Most unique among Pure Storage’s direct competitors, and most like the public cloud players is that Pure is making its list pricing completely transparent. This should make it very easy for IT buyers to comparison shop between Pure’s consumption-based offering and the public cloud. It also shines a bright spotlight on Pure’s competitors, most of whom have opaque pricing, making it difficult to understand the value of what’s being delivered.

Concluding thoughts 

While we’re starting to see strong earnings from the IT infrastructure players as calendar third-quarter numbers roll out, the strength generally isn’t coming from the storage groups. Pure Storage has beaten Wall Street expectations and outperformed the overall storage market across the past several quarters. Pure is taking business directly from its competitors.

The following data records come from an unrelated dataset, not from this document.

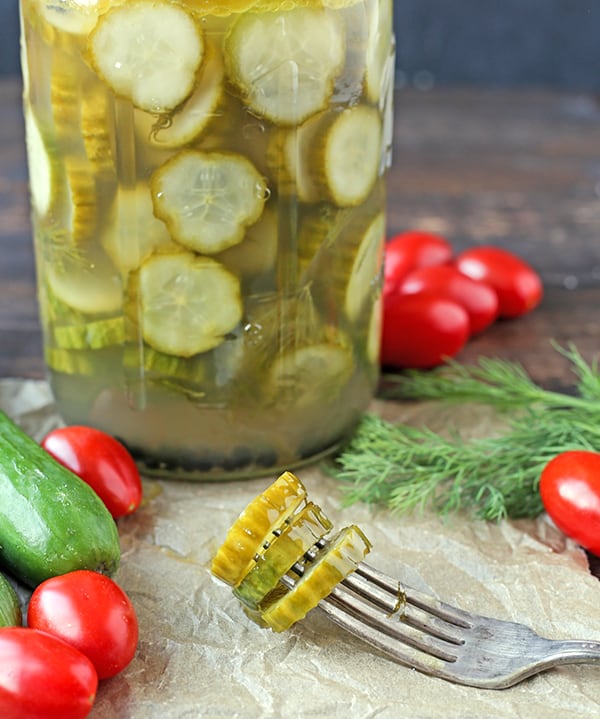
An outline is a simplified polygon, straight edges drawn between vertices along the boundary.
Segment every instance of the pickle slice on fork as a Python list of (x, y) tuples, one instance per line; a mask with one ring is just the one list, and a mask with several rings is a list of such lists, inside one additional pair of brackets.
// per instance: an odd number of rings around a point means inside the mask
[(250, 609), (256, 609), (281, 577), (333, 527), (320, 507), (308, 502), (257, 553), (256, 564), (233, 590)]
[[(371, 543), (354, 524), (342, 529), (310, 562), (299, 579), (260, 613), (260, 623), (283, 632), (304, 619), (333, 588), (351, 574), (371, 550)], [(252, 616), (250, 613), (249, 616)]]
[(256, 554), (273, 532), (285, 525), (306, 502), (306, 488), (291, 472), (281, 474), (253, 499), (233, 523), (215, 554), (211, 571), (227, 584), (237, 586), (256, 564)]

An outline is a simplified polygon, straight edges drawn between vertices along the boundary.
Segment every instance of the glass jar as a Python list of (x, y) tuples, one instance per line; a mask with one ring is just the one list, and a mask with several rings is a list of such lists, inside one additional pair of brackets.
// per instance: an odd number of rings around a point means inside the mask
[(289, 469), (377, 381), (391, 0), (20, 0), (67, 423), (149, 474)]

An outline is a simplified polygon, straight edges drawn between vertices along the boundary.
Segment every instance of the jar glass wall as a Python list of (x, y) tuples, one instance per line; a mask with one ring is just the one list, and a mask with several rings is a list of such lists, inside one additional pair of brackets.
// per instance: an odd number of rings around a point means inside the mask
[(21, 0), (45, 358), (144, 471), (332, 451), (377, 381), (391, 0)]

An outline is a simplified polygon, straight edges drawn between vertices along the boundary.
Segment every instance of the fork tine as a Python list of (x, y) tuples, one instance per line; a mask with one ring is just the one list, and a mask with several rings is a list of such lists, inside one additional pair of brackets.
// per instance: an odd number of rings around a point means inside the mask
[[(364, 577), (368, 582), (376, 584), (378, 587), (381, 587), (388, 592), (398, 592), (399, 583), (397, 580), (392, 579), (387, 574), (380, 572), (378, 569), (371, 567), (365, 562), (361, 562), (358, 565), (355, 573)], [(438, 617), (448, 624), (453, 624), (456, 627), (470, 629), (473, 626), (473, 615), (464, 609), (459, 609), (458, 607), (446, 604), (445, 602), (442, 602), (428, 594), (423, 594), (417, 589), (409, 587), (406, 584), (401, 584), (400, 586), (408, 604), (418, 607), (424, 612), (427, 612), (434, 617)]]
[[(372, 616), (371, 611), (365, 608), (357, 609), (360, 602), (356, 597), (350, 598), (350, 592), (338, 585), (320, 602), (319, 607), (335, 624), (380, 649), (400, 664), (426, 674), (451, 677), (447, 667), (455, 660), (454, 655), (441, 648), (434, 650), (430, 643), (423, 641), (427, 635), (410, 626), (403, 626), (400, 622), (388, 622), (386, 627), (384, 615), (379, 621), (367, 622), (366, 617)], [(352, 608), (350, 605), (353, 605)]]
[(321, 604), (333, 604), (343, 612), (347, 618), (347, 628), (354, 634), (364, 638), (365, 632), (377, 646), (392, 651), (396, 656), (398, 653), (398, 642), (411, 647), (411, 657), (421, 654), (421, 661), (430, 662), (436, 658), (442, 662), (456, 661), (453, 642), (447, 642), (429, 633), (411, 626), (404, 621), (404, 610), (398, 608), (394, 613), (389, 613), (385, 608), (373, 604), (369, 597), (363, 596), (360, 592), (360, 583), (354, 585), (354, 591), (346, 584), (339, 584), (333, 592), (322, 600)]
[(461, 636), (464, 625), (459, 627), (454, 622), (442, 621), (437, 615), (413, 605), (408, 599), (412, 590), (408, 588), (407, 594), (407, 589), (400, 582), (394, 585), (390, 581), (389, 586), (384, 589), (357, 571), (347, 577), (343, 584), (379, 607), (385, 612), (387, 619), (395, 617), (400, 622), (451, 644), (464, 643)]

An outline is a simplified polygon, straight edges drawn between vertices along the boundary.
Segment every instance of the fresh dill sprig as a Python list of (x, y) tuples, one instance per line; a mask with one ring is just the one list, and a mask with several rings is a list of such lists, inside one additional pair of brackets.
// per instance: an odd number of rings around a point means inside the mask
[(388, 397), (486, 404), (506, 413), (506, 430), (446, 437), (367, 414), (331, 469), (346, 504), (383, 504), (396, 513), (429, 506), (492, 521), (540, 514), (539, 477), (550, 459), (567, 449), (600, 449), (597, 365), (572, 345), (556, 349), (577, 378), (574, 396), (546, 390), (519, 364), (499, 359), (386, 377)]

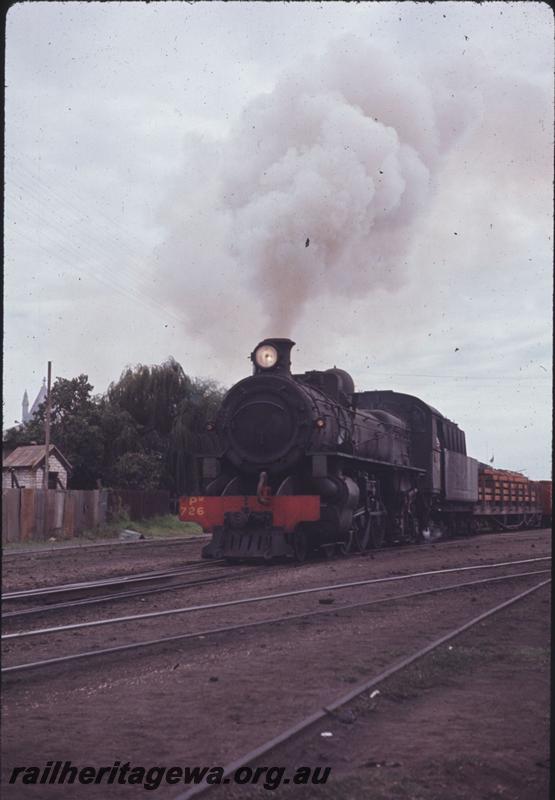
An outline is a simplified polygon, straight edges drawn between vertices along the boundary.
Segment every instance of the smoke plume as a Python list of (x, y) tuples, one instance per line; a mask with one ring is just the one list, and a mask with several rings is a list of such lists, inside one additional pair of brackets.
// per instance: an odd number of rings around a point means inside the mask
[(217, 326), (219, 346), (246, 320), (291, 335), (318, 296), (403, 285), (443, 158), (479, 113), (438, 74), (343, 37), (252, 100), (225, 138), (187, 138), (157, 263), (192, 330)]

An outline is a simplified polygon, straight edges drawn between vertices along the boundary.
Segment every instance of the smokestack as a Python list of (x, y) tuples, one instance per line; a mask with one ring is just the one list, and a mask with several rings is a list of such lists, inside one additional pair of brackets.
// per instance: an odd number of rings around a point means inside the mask
[(253, 375), (265, 372), (291, 375), (291, 339), (264, 339), (251, 353)]

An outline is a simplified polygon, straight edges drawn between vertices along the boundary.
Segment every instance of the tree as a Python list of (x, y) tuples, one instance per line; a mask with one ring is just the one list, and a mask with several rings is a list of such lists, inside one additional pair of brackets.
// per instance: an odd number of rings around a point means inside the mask
[[(87, 375), (56, 378), (50, 390), (50, 441), (66, 456), (72, 466), (68, 485), (93, 489), (102, 478), (104, 437), (100, 425), (98, 401)], [(10, 445), (44, 444), (46, 402), (23, 427), (7, 432), (4, 442)]]
[(172, 494), (194, 486), (198, 434), (222, 397), (218, 384), (189, 378), (172, 357), (151, 367), (127, 367), (107, 392), (111, 407), (136, 423), (142, 451), (160, 456), (160, 486)]
[(178, 408), (168, 442), (168, 470), (175, 476), (177, 493), (198, 485), (195, 453), (200, 449), (208, 422), (222, 402), (224, 390), (215, 381), (193, 379), (191, 392)]
[[(104, 437), (93, 386), (87, 375), (56, 378), (50, 390), (50, 441), (72, 466), (69, 486), (94, 489), (102, 478)], [(26, 444), (44, 442), (46, 402), (22, 430)]]
[(125, 453), (114, 465), (114, 482), (118, 489), (157, 489), (161, 467), (156, 453)]
[[(50, 420), (57, 425), (65, 419), (82, 417), (94, 412), (96, 400), (92, 395), (92, 384), (88, 375), (77, 378), (56, 378), (50, 392)], [(42, 424), (46, 414), (46, 402), (41, 403), (38, 417)]]
[(104, 440), (103, 475), (108, 483), (112, 483), (117, 459), (125, 453), (141, 452), (141, 434), (131, 414), (112, 405), (106, 397), (100, 398), (98, 412)]
[(177, 408), (191, 393), (191, 379), (171, 356), (162, 364), (127, 367), (107, 397), (113, 406), (127, 411), (145, 434), (167, 436)]
[[(213, 419), (223, 390), (189, 378), (173, 358), (127, 367), (105, 396), (94, 396), (87, 375), (56, 378), (51, 389), (50, 441), (72, 465), (69, 486), (92, 489), (163, 488), (172, 494), (195, 485), (199, 433)], [(5, 444), (44, 442), (46, 403)]]
[(5, 433), (2, 444), (9, 450), (15, 450), (16, 447), (22, 447), (26, 444), (39, 444), (44, 441), (44, 431), (40, 431), (38, 427), (33, 426), (31, 423), (18, 425), (14, 428), (9, 428)]

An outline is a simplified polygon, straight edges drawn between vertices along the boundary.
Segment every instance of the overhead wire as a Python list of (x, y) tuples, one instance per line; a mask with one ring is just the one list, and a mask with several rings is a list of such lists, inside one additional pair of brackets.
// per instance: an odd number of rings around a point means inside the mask
[[(16, 235), (17, 236), (21, 236), (22, 238), (25, 238), (27, 241), (31, 242), (32, 244), (36, 244), (36, 243), (33, 242), (32, 239), (30, 239), (28, 236), (26, 236), (22, 231), (16, 231)], [(90, 272), (89, 270), (87, 270), (86, 268), (76, 264), (76, 262), (75, 262), (76, 256), (77, 257), (79, 257), (79, 256), (82, 257), (82, 254), (80, 254), (76, 250), (71, 249), (71, 247), (68, 246), (66, 243), (60, 242), (58, 239), (56, 239), (56, 238), (54, 238), (52, 236), (49, 236), (48, 235), (48, 231), (43, 231), (42, 235), (45, 236), (52, 244), (56, 245), (57, 252), (56, 252), (55, 256), (53, 256), (53, 257), (57, 261), (65, 264), (69, 268), (70, 272), (81, 273), (81, 274), (85, 275), (87, 278), (93, 278), (97, 282), (103, 284), (104, 286), (107, 286), (109, 289), (112, 289), (112, 290), (115, 290), (115, 291), (119, 292), (120, 294), (125, 296), (127, 299), (132, 298), (133, 300), (135, 300), (136, 302), (141, 304), (144, 308), (148, 309), (150, 312), (155, 310), (153, 308), (153, 306), (154, 306), (157, 309), (161, 310), (166, 315), (166, 317), (172, 317), (176, 322), (178, 322), (180, 324), (183, 324), (184, 318), (179, 317), (178, 315), (174, 314), (171, 310), (165, 308), (164, 306), (161, 306), (161, 304), (159, 304), (154, 299), (143, 297), (141, 294), (135, 292), (135, 290), (133, 288), (121, 286), (120, 284), (116, 283), (115, 281), (110, 280), (104, 274), (104, 272), (102, 272), (102, 271), (100, 271), (100, 272), (97, 271), (97, 272), (93, 273), (93, 272)], [(43, 249), (40, 244), (38, 245), (38, 247)], [(46, 251), (46, 252), (49, 252), (49, 251)]]
[[(33, 174), (31, 172), (31, 170), (29, 169), (28, 164), (26, 164), (25, 162), (23, 162), (23, 161), (21, 161), (21, 160), (19, 160), (17, 158), (15, 158), (15, 159), (11, 158), (10, 161), (8, 162), (7, 166), (8, 166), (8, 171), (9, 171), (9, 169), (11, 167), (15, 167), (17, 170), (19, 170), (20, 174), (22, 174), (23, 176), (26, 176), (29, 180), (37, 183), (39, 186), (42, 186), (45, 189), (45, 191), (48, 192), (49, 197), (50, 196), (56, 196), (56, 197), (58, 197), (58, 199), (60, 199), (59, 195), (57, 195), (56, 191), (54, 189), (52, 189), (52, 187), (50, 185), (47, 186), (46, 184), (44, 184), (44, 180), (40, 176), (37, 176), (36, 174)], [(56, 186), (63, 188), (64, 200), (65, 200), (65, 196), (66, 195), (71, 195), (76, 199), (77, 203), (83, 203), (84, 202), (88, 207), (88, 203), (90, 202), (90, 197), (85, 197), (82, 194), (80, 194), (75, 189), (75, 185), (74, 184), (70, 185), (70, 184), (67, 183), (67, 181), (62, 181), (62, 180), (60, 180), (59, 176), (56, 176)], [(88, 211), (85, 212), (85, 213), (88, 215)], [(110, 217), (107, 214), (105, 214), (102, 211), (101, 208), (98, 208), (98, 207), (96, 208), (96, 215), (97, 215), (97, 218), (98, 217), (102, 217), (108, 223), (109, 227), (118, 228), (127, 237), (128, 242), (134, 242), (135, 241), (135, 239), (136, 239), (136, 231), (131, 230), (130, 228), (126, 228), (120, 222), (117, 222), (117, 220), (114, 217)]]
[[(49, 218), (44, 217), (42, 213), (42, 209), (40, 207), (40, 201), (38, 203), (38, 208), (33, 208), (28, 202), (23, 200), (22, 196), (18, 196), (13, 189), (20, 189), (24, 192), (27, 190), (29, 192), (32, 187), (29, 187), (21, 184), (17, 184), (15, 181), (12, 181), (11, 184), (8, 184), (9, 189), (12, 190), (7, 193), (6, 197), (6, 205), (10, 202), (14, 202), (18, 204), (23, 210), (25, 210), (28, 214), (31, 214), (35, 218), (42, 223), (41, 228), (39, 229), (39, 241), (33, 240), (29, 236), (25, 236), (21, 231), (21, 228), (15, 228), (10, 231), (10, 233), (16, 233), (17, 235), (24, 236), (27, 241), (34, 245), (35, 247), (39, 247), (40, 249), (45, 249), (41, 244), (40, 237), (46, 238), (51, 244), (56, 247), (56, 252), (51, 254), (51, 256), (55, 259), (58, 258), (62, 263), (67, 264), (71, 270), (78, 271), (87, 275), (87, 277), (91, 277), (93, 279), (99, 280), (104, 285), (108, 285), (111, 288), (116, 289), (127, 297), (132, 297), (133, 299), (141, 302), (143, 306), (150, 308), (150, 310), (156, 309), (162, 311), (166, 316), (171, 317), (176, 322), (183, 323), (185, 321), (185, 317), (177, 314), (173, 310), (167, 308), (167, 306), (163, 305), (159, 301), (157, 301), (154, 297), (152, 297), (152, 286), (148, 286), (146, 283), (146, 271), (145, 270), (137, 270), (132, 269), (130, 267), (125, 268), (121, 263), (118, 263), (118, 269), (114, 272), (113, 269), (110, 269), (110, 263), (113, 261), (113, 254), (108, 252), (104, 246), (94, 237), (89, 236), (89, 243), (86, 242), (83, 238), (80, 240), (75, 241), (72, 240), (70, 243), (67, 238), (67, 228), (60, 227), (57, 224), (55, 218), (52, 215)], [(52, 196), (56, 198), (59, 205), (62, 207), (68, 208), (68, 210), (73, 214), (78, 214), (79, 210), (73, 207), (68, 206), (67, 203), (64, 203), (55, 193), (52, 193)], [(31, 195), (29, 198), (29, 194), (26, 193), (27, 199), (35, 199)], [(86, 212), (86, 216), (90, 217), (89, 212)], [(50, 235), (48, 235), (50, 234)], [(56, 238), (59, 236), (61, 238)], [(118, 242), (118, 245), (121, 247), (121, 243)], [(89, 270), (83, 267), (79, 267), (78, 263), (75, 261), (68, 262), (67, 260), (60, 257), (60, 250), (65, 252), (71, 259), (78, 259), (78, 261), (83, 261), (84, 259), (93, 259), (95, 264), (95, 269)], [(113, 279), (114, 274), (120, 274), (121, 272), (125, 272), (128, 276), (128, 282), (125, 285), (121, 285)], [(142, 274), (141, 274), (142, 273)], [(150, 290), (150, 293), (147, 292), (147, 289)]]
[(421, 375), (408, 372), (372, 372), (372, 375), (377, 375), (383, 378), (433, 378), (445, 380), (468, 380), (468, 381), (547, 381), (551, 380), (549, 376), (544, 375)]
[[(21, 180), (21, 178), (20, 178), (20, 180)], [(24, 183), (25, 183), (25, 180), (26, 179), (24, 178), (23, 179)], [(36, 196), (34, 196), (34, 194), (33, 194), (34, 193), (34, 187), (32, 186), (32, 184), (29, 185), (29, 182), (27, 182), (26, 185), (21, 186), (21, 184), (18, 184), (18, 183), (16, 183), (15, 180), (13, 180), (11, 182), (11, 184), (10, 184), (10, 188), (19, 188), (22, 191), (26, 191), (27, 192), (26, 193), (26, 199), (27, 200), (37, 199)], [(51, 208), (51, 206), (52, 206), (52, 198), (54, 198), (57, 201), (58, 205), (62, 209), (65, 208), (68, 211), (68, 213), (72, 215), (73, 218), (77, 217), (77, 219), (76, 219), (77, 222), (82, 222), (83, 221), (83, 220), (79, 219), (79, 214), (81, 214), (83, 217), (89, 217), (90, 218), (90, 212), (89, 211), (83, 211), (83, 210), (80, 210), (75, 205), (70, 205), (64, 199), (60, 198), (59, 195), (57, 195), (56, 192), (54, 192), (54, 191), (52, 191), (52, 192), (49, 191), (49, 193), (48, 193), (48, 206), (49, 206), (49, 208)], [(15, 202), (18, 202), (18, 201), (19, 202), (23, 202), (22, 196), (18, 197), (17, 195), (15, 195), (13, 198), (10, 198), (9, 194), (8, 194), (8, 196), (7, 196), (8, 202), (9, 202), (10, 199), (12, 199), (12, 201), (15, 200)], [(42, 203), (40, 202), (40, 199), (39, 199), (39, 209), (40, 209), (39, 215), (40, 215), (41, 221), (42, 222), (48, 222), (48, 224), (51, 227), (56, 228), (57, 226), (56, 226), (55, 218), (54, 218), (53, 214), (49, 214), (48, 218), (43, 217), (43, 215), (42, 215), (43, 206), (42, 206)], [(81, 234), (85, 233), (87, 238), (89, 239), (89, 241), (92, 242), (93, 245), (96, 246), (97, 250), (100, 250), (105, 255), (105, 257), (112, 258), (113, 257), (113, 253), (105, 250), (105, 239), (99, 240), (95, 236), (91, 236), (90, 230), (91, 230), (90, 226), (87, 226), (87, 227), (84, 228), (84, 230), (81, 231)], [(67, 233), (66, 228), (63, 228), (63, 233), (64, 233), (64, 235), (66, 235), (66, 233)], [(117, 248), (122, 250), (122, 252), (124, 253), (126, 259), (129, 258), (129, 249), (132, 249), (132, 248), (135, 247), (134, 244), (129, 245), (129, 246), (126, 245), (124, 247), (122, 245), (122, 243), (118, 239), (114, 239), (113, 237), (111, 237), (111, 242), (113, 242), (113, 244)], [(134, 269), (131, 270), (131, 269), (126, 267), (125, 262), (120, 264), (120, 269), (122, 269), (123, 271), (127, 271), (128, 275), (130, 277), (132, 276), (135, 279), (139, 278), (139, 279), (144, 280), (146, 277), (150, 277), (150, 275), (151, 275), (151, 273), (148, 270), (143, 269), (143, 268), (137, 269), (137, 267), (135, 267)]]

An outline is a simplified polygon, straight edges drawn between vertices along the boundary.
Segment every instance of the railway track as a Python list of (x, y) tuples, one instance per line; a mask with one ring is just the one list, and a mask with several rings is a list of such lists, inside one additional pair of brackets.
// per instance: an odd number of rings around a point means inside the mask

There’s a lot behind the success of Pure Storage. The company has a simple-to-understand strategy that keeps pace with its customers, giving those customers what they want with as little friction as possible. Pure Storage is all about simplicity, engineering simplicity into everything from the procurement process, to its products’ operation, to its professional services offerings, to its transparent Pure-as-a-Service pricing model. This resonates with buyers. Moor Insights & Strategy founder believes that the winners in the “as a service” infrastructure market will be focused on the overall customer experience and that Pure has shown its experience chops in its software. 

At the same time, Charlie Giancarlo and his leadership team are making prudent decisions. The recent acquisition of Portworx was a deliberate and well-thought-out step into the cloud-native container-driven data management space. Pure’s hiring of Dominick Delfino as its new Chief Revenue Officer is another of these steps. Delfino’s expertise in selling enterprise software and subscriptions, well-earned from his time at VMware, is what’s needed at this stage of Pure’s evolution. 

Pure is doing the right things, but there’s little room for error. This little company is competing head-to-head with Dell Technologies, Hewlett Packard Enterprise, NetApp, IBM, and a slew of smaller storage-focused start-ups for share of a flat market. At the same time, the storage market is shifting to more competitive cloud models, with every OEM struggling to figure out the right high-value play. That’s a lot of moving pieces. 

We like Pure Storage’s strategy. Its leadership team continues to execute without any significant missteps. Pure’s customers are responding to everything Pure is doing, keeping its Net Promotor score hovering in the mid-80’s. At the same time, Pure Storage is competing in one of the most competitive enterprise IT segments. We can only measure and predict success a quarter at a time, but Pure Storage has established a strong track record of beating those quarterly expectations. 

Note: Patrick Moorhead contributed to this analysis.